I wouldn’t use this for large files, but with small files just to help understand the codepages and their translation between them.
Next time we will look at actual Connect:Direct translation tables, and how to create custom translation tables easily with some Powershell functions.

Sunday, December 16, 2012

Mistaken Identity

Day 18 

Most problems with translation tables amount to a case of mistaken identity. Sometimes it is the source of the file that is assumed to be something, but turns out to be something else.

For example someone says they are having problems transferring a file from a VMS system to UNIX and the Excel spreadsheet is not arriving in the correct format.

Well in this case you can not just look at this problem from a VMS/UNIX perspective.
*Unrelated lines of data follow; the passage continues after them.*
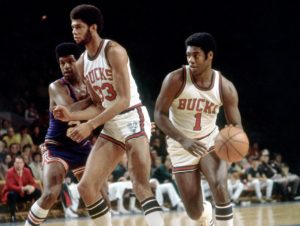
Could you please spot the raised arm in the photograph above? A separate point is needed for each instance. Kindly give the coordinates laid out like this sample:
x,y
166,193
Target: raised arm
x,y
230,103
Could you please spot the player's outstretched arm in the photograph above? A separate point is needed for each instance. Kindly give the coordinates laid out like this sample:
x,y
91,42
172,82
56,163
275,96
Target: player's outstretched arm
x,y
64,114
230,103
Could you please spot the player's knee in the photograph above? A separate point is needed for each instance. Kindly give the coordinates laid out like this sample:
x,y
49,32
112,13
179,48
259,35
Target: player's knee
x,y
83,189
194,212
221,192
49,197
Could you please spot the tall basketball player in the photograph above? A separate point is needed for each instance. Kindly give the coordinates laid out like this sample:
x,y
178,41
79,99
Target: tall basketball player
x,y
106,67
60,153
186,110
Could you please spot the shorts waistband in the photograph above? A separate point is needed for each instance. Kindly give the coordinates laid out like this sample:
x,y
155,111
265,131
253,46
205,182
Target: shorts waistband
x,y
131,108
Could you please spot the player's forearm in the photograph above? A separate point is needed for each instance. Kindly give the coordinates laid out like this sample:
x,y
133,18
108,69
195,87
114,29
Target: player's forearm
x,y
86,114
80,105
109,113
164,123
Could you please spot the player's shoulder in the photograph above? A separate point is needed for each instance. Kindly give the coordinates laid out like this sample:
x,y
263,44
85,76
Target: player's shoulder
x,y
226,83
227,87
57,84
175,76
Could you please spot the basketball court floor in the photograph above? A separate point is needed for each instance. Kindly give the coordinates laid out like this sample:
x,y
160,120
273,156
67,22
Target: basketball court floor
x,y
281,214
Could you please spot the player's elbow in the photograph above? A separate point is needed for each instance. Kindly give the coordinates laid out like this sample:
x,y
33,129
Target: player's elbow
x,y
158,117
124,103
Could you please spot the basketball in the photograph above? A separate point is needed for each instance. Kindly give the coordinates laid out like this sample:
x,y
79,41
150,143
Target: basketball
x,y
231,144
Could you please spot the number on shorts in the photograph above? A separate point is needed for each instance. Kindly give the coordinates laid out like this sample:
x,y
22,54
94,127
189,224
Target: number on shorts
x,y
72,125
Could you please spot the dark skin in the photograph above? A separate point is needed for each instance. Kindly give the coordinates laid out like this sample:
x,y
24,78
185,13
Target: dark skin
x,y
214,169
54,172
105,155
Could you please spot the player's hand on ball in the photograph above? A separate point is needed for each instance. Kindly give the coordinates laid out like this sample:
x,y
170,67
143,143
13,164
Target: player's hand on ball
x,y
194,147
61,113
80,132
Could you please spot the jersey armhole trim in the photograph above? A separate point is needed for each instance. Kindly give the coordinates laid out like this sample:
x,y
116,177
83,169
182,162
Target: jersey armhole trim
x,y
220,87
183,83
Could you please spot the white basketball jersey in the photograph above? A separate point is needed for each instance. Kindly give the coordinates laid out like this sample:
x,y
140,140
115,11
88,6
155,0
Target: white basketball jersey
x,y
99,73
194,111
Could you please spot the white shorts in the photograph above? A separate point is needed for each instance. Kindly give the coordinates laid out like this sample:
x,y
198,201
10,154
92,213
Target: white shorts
x,y
182,160
132,123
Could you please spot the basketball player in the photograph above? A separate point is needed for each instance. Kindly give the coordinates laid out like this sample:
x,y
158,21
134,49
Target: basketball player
x,y
186,111
127,128
60,153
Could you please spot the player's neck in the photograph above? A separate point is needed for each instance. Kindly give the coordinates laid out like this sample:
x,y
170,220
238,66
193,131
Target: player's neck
x,y
204,78
94,46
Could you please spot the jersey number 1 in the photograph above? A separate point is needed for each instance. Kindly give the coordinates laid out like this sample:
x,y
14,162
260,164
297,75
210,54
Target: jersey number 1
x,y
197,126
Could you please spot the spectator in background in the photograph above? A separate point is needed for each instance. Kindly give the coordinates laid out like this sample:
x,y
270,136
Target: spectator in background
x,y
5,124
14,150
36,166
283,169
267,171
11,137
19,187
3,150
5,164
25,136
257,181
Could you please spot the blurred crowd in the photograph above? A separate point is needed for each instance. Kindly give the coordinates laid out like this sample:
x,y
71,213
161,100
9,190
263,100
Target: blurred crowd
x,y
262,174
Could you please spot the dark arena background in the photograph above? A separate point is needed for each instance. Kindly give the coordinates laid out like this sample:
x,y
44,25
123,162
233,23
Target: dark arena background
x,y
258,49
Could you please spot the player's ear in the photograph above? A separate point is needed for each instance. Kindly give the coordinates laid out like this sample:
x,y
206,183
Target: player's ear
x,y
94,27
210,55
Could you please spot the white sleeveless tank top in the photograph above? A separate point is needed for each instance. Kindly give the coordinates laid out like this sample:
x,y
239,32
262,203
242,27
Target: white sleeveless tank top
x,y
194,111
99,73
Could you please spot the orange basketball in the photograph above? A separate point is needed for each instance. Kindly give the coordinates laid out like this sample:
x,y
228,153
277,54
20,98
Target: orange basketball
x,y
231,144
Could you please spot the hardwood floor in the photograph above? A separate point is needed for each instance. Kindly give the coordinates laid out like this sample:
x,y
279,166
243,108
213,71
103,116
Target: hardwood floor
x,y
281,214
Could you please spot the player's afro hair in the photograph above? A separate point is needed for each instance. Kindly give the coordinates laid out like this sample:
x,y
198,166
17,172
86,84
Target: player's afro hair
x,y
67,48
The Excel spreadsheet probably originated from a Windows machine. So how was it transferred to the VMS machine? Was it transferred in binary mode? Is the spreadsheet file really an Excel file, or just a .csv file?

The answers to those questions have an impact on the problem and its' solution. If the file was truely an Excel spreadsheet then you would want to transfer it in binary mode so the file ends up at its' destination literally the same as at the source of the transfer, no matter how many hops there are in the transfer.

It all depends on what is being used to produce the file to be transferred and what will end up consuming/processing the file at the destination. In the case of an Excel spreadsheet it will be a piece of software expecting a file the same as would be on a Windows machine, hence the binary mode.

If the source of the transfer was . csv file (comma separated values), i.e. a text file and was to be consumed/processed on a UNIX machine by an application, then we would want the file to arrive on the UNIX machine as a UNIX text file with each line terminated with a newline character as opposed to a carriage-return and newline characters on a Windows platform.

For this to happen we want Connect:Direct to treat the file as a text file and not binary as in the previous example. So we would not specify DATATYPE binary as before but use the default DATATYPE which is TEXT.

Some times you are told which codepages are being used on both ends of the proposed Connect:Direct transfer with absolute certainty.

For example you be told that a text file transferred from a mainframe was produced using codepage IBM-1140 and that the application on a Windows machine receiving the file is using UTF-8, an encoding for Unicode.

It really does depend on the application that will consume/process the file. It might be assumed that the application can handle UTF-8, or that as ASCII is a subset of UTF-8 there should be no problem.

In this case an international character might be used within the file on the mainframe that is available to it within the IBM-1140 codepage and this will be translated to the corresponding UTF-8 encoding of Unicode.

For characters that map directly to a single ASCII/UTF-8 there will not be a problem, but international characters can be encoded as 1,2,3 or even 4 byte UTF-8 encoded Unicode characters.

This is because UTF-8 is a variable byte character encoding. If the application is written to use Windows codepage CP-1252, then it will only be expecting single byte characters and not multi-byte Unicode characters that UTF-8 can encode. It will then probably choke on the multi-byte encoding or just not recognise what it is supposed to represent, and not process the file properly.

Imagine that data entered into an application on the mainframe is using one codepage, but the application was programmed to use a field delimiter character from another codepage. The file the application produces on the mainframe will contain data from one codepage and delimiters from another, and then transferred to another machine with codepage translation specified for the destination.

You may not be surprised to find that the field delimiter characters were not translated correctly for the destination.

In this particular case I suggested that the application programmer on the mainframe use a particular hex value character for the field delimiter that was available within the IBM-1140 codepage, and it turned out that the application on the Windows machine was using CP-1252 and not UTF-8.

It turned out for this particular file and applications that there were no special codepage requirements, as the default translation was sufficient.

So next time some one is enfatically, absolutely certain about codepage requirements, it might just be a good idea to check the facts for yourself, as it is easy for people to get this wrong.